Zakochana Miłość - Maria Miduch "Biografia Syna Bożego" - Recenzja

z cyklu Książki z duszą



"Doświadczenie odrzucenia dotyczy też Boga. Decyduje się On na to, że ci, których kocha, uznają Go za godnego wzgardy, pożałowania. Boża miłość jest szalona! Z miłości do człowieka podjął ryzyko bycia nierozpoznanym jako dostojny, pełen majestatu Bóg. Sama idea głosząca, że Najwyższy może stać się człowiekiem, jest dla wielu śmieszna i niedorzeczna.

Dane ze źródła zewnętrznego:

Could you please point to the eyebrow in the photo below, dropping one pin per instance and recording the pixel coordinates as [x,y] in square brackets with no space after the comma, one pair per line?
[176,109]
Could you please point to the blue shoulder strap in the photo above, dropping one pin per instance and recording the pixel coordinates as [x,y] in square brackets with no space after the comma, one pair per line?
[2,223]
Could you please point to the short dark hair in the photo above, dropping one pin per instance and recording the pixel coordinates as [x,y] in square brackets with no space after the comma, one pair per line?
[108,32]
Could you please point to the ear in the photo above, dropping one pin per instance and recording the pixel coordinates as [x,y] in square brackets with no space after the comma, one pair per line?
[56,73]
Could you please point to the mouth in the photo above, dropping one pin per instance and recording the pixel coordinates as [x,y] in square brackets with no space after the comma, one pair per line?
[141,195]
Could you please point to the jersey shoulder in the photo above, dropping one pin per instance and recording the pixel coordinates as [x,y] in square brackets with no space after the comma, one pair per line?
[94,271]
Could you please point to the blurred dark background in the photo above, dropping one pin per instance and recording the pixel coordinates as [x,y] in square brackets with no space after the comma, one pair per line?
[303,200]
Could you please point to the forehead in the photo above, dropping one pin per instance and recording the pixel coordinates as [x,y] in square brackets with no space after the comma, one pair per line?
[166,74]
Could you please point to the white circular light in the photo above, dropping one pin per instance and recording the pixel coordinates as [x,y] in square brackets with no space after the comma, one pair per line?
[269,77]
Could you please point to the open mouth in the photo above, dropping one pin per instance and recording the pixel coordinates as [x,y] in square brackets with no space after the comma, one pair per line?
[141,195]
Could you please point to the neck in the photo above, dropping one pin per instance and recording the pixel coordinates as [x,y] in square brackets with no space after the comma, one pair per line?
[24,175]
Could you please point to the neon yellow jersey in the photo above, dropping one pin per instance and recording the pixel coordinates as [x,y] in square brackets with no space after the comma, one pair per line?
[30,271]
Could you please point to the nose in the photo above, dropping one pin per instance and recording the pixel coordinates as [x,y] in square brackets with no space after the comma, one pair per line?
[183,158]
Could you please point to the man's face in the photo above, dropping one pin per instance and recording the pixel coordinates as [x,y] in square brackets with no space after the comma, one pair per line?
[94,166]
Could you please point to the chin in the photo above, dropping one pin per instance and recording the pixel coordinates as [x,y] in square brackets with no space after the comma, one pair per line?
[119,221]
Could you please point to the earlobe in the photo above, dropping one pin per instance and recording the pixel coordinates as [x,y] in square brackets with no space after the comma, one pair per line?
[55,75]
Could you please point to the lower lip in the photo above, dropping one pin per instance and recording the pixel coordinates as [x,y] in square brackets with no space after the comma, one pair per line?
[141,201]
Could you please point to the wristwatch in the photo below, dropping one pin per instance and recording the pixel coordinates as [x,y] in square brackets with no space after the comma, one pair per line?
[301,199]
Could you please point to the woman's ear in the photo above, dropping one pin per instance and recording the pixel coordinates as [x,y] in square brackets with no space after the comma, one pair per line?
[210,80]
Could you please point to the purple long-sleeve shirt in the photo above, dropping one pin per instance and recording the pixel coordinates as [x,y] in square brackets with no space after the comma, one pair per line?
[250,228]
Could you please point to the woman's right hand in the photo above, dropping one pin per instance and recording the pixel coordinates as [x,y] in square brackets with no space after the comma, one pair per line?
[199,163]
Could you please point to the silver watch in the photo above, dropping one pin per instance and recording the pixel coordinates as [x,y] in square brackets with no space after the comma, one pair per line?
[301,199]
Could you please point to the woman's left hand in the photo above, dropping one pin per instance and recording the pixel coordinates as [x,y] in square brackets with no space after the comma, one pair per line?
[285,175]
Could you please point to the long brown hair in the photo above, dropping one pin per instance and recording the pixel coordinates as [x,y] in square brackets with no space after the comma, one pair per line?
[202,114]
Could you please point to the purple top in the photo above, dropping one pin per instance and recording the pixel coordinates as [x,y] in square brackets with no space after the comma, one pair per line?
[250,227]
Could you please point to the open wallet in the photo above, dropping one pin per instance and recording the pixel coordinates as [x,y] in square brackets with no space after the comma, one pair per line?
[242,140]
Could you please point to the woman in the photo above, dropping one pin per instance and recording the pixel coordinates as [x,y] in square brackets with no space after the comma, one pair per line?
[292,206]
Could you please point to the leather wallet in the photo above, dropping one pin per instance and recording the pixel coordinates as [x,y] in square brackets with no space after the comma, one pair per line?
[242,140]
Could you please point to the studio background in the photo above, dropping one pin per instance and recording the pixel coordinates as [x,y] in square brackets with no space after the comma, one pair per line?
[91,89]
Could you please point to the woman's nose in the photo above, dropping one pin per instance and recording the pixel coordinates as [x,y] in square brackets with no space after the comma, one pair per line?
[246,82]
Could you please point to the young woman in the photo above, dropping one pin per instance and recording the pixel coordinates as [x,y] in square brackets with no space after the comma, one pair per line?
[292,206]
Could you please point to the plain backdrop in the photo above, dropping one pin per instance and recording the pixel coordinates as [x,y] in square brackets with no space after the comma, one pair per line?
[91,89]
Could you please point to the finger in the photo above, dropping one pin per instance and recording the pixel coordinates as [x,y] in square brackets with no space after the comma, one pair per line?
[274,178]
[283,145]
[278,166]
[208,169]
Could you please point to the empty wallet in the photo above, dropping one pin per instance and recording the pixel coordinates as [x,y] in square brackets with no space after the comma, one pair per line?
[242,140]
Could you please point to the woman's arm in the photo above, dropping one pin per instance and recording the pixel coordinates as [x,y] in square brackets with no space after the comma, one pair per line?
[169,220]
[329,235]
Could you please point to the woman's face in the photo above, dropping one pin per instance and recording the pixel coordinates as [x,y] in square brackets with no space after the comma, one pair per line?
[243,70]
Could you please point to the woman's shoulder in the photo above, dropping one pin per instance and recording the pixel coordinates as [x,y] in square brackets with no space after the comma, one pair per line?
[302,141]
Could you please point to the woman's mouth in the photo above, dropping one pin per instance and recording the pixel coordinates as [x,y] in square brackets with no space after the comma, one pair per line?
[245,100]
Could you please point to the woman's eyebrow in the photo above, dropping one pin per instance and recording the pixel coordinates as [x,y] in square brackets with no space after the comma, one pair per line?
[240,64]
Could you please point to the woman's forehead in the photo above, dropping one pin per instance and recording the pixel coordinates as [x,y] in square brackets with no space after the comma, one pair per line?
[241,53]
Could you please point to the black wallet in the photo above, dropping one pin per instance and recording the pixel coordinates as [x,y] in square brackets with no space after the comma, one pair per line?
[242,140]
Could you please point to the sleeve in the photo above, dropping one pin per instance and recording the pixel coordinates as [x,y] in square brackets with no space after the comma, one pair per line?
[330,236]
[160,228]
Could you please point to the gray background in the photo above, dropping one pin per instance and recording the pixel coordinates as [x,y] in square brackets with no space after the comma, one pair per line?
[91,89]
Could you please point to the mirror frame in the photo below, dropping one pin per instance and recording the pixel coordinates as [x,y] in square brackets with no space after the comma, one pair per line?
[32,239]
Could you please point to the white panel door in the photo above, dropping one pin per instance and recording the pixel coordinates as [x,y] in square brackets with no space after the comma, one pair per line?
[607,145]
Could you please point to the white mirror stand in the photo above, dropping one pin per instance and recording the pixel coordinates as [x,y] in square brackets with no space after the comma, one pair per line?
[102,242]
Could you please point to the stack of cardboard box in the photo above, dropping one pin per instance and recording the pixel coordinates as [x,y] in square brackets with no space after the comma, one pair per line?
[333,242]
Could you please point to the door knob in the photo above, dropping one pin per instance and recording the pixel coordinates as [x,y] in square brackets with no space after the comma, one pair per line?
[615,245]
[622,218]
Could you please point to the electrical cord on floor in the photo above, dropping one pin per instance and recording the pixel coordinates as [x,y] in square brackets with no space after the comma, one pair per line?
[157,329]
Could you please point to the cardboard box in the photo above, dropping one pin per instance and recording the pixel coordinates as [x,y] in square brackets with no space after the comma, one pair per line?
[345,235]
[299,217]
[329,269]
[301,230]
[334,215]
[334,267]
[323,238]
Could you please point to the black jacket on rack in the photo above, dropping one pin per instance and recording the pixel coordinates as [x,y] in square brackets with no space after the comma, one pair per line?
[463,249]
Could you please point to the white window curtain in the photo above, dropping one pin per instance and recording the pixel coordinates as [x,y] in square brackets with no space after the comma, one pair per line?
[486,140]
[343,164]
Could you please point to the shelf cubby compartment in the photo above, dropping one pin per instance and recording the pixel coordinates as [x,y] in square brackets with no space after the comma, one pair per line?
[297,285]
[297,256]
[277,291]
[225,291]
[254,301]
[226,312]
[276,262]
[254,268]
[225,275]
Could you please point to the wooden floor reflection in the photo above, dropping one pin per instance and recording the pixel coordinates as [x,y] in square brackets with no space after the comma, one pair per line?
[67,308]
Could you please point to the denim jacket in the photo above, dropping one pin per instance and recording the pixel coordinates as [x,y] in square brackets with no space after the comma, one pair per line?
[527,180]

Bo niby jak? Po co? Patrząc na Jezusa, pokiwają z politowaniem głową i mówią: "Ale jaki Bóg? No, coś ty?". Dla wielu jest On tylko nawiedzonym szaleńcem, z którym nie chcą mieć nic wspólnego. (...) Tylko część dostrzega w Nim zakochanego do szaleństwa Boga." - s. 68-69

Uwielbiam książki Marii Miduch z prostej przyczyny, o Bogu pisze z fascynacją, prostotą, miłością i ogromnie ciekawie. Czekałam zatem niecierpliwie na ostatnią część biografii Trójcy Świętej. Tym mocniej, że przecież dotyczy ona Jezusa, a nie ukrywam, że odnoszę wrażenie iż najbliżej nam do Niego.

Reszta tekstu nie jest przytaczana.